A squabble between Charter Spectrum cable company and Northwest Broadcasting has left cable subscribers without access to the broadcaster's programming.

Cable subscribers from Yuma, Arizona, and Jackson, Wyoming, to Crescent City and Medford haven't been able to see their favorite sitcoms aired on certain FOX channels since Feb. 2.

For Rogue Valley viewers, programming on FOX Channel 13, KMVU, has been replaced with a video by Charter blaming Northwest Broadcasting for the blackout. National Fox stations such as Fox News and Fox Sports 1 are not affected by the dispute.

Viewers can still see KMVU via a TV antenna on broadcast Channel 26.

KMVU is a local Fox affiliate broadcasting to the Rogue Valley and Klamath areas and the Shasta Cascade region of Northern California. It's owned by Stainless Broadcasting, a Northwest Broadcasting subsidiary.

CEOs for both Charter Spectrum and Northwest Broadcasting have taken to social media and websites to explain the standoff, with each company alleging the other is to blame.

Northwest Broadcasting CEO Brian Brady penned a letter apologizing to “all Spectrum customers” affected by the failure of the negotiations, which he said began last June, and explained that Spectrum representatives ignored efforts by his company to reach an agreement before the contract expired Jan. 31.

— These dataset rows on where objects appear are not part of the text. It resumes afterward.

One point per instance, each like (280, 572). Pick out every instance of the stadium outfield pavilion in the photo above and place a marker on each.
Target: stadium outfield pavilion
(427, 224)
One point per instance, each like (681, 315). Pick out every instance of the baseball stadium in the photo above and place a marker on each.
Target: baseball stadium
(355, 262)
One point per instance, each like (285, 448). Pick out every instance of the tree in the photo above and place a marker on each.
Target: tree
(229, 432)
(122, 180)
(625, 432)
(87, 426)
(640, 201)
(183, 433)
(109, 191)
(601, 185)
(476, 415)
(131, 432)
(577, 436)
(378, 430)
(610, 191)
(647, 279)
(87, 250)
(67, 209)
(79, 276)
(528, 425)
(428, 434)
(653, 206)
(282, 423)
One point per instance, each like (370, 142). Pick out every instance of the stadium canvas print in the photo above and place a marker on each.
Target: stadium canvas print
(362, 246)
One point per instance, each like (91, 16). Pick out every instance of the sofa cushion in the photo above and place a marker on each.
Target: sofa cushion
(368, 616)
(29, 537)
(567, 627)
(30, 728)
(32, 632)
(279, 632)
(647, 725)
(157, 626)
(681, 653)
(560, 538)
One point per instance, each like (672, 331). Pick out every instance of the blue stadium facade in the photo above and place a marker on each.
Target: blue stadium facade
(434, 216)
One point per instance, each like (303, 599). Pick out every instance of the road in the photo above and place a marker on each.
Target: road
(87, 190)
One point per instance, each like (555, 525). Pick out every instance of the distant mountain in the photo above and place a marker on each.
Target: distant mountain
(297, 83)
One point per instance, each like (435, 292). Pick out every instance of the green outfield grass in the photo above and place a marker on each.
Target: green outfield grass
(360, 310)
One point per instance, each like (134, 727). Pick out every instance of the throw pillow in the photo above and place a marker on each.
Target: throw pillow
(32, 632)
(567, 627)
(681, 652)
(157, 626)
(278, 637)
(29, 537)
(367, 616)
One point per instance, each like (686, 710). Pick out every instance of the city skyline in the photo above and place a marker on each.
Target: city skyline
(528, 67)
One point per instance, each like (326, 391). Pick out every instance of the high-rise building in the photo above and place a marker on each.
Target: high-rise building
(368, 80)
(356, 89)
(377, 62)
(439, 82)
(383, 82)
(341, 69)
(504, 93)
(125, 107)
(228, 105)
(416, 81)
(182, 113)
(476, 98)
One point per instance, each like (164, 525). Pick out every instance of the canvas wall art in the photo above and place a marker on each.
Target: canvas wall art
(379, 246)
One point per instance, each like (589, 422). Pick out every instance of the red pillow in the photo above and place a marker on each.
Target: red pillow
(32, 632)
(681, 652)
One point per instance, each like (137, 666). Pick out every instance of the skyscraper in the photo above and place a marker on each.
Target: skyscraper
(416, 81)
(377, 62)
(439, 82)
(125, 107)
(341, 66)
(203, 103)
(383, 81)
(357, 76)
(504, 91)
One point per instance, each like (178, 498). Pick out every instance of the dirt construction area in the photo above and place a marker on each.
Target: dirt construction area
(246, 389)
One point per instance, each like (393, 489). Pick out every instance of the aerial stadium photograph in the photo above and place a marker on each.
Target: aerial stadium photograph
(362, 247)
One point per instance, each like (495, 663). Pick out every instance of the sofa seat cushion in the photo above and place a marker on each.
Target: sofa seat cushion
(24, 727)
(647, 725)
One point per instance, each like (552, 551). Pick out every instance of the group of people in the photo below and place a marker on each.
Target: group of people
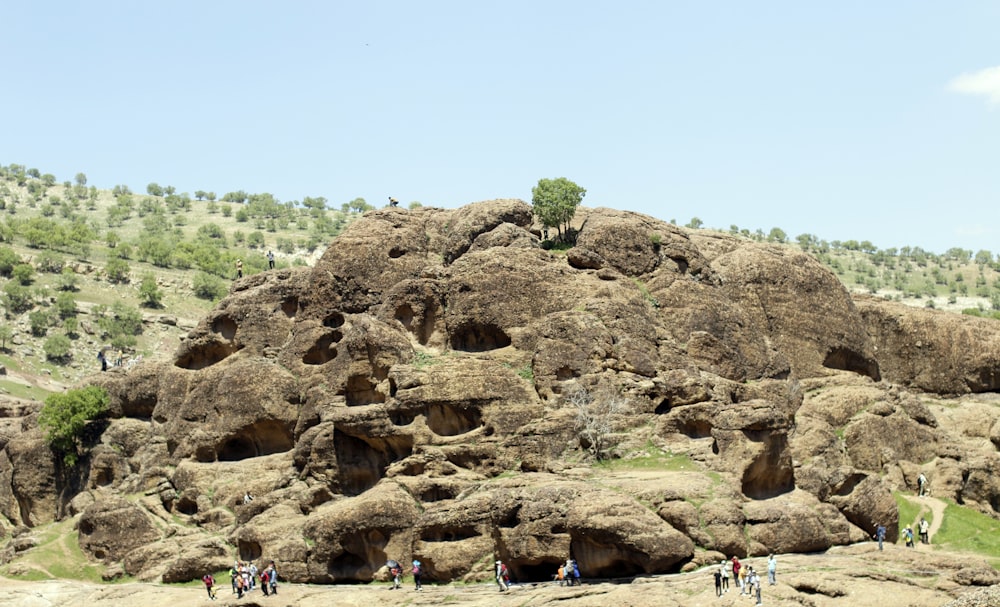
(245, 577)
(747, 580)
(568, 574)
(396, 571)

“Two weeks before the contract was to expire, we were told by their representative that they would not counter our recent proposal and that if we wanted to give them another number they would tell us if they would agree to it,” Brady said in the letter, which can be viewed at http://www.fox26medford.com/bring-kmvu-back/).

Following more failed negotiations, Brady said, discussions inched up until just before kickoff to last weekend’s Super Bowl.

“We then offered them an extension until Friday at 5 p.m. in order for us to work together so as to avoid any disruption. Friday afternoon with the new deadline looming they sent us a counter offer that was going to need work. Knowing it was going to take more time, we offered another extension through 5 p.m. Saturday and said let’s roll up our sleeves and get this figured out,” Brady stated in his letter.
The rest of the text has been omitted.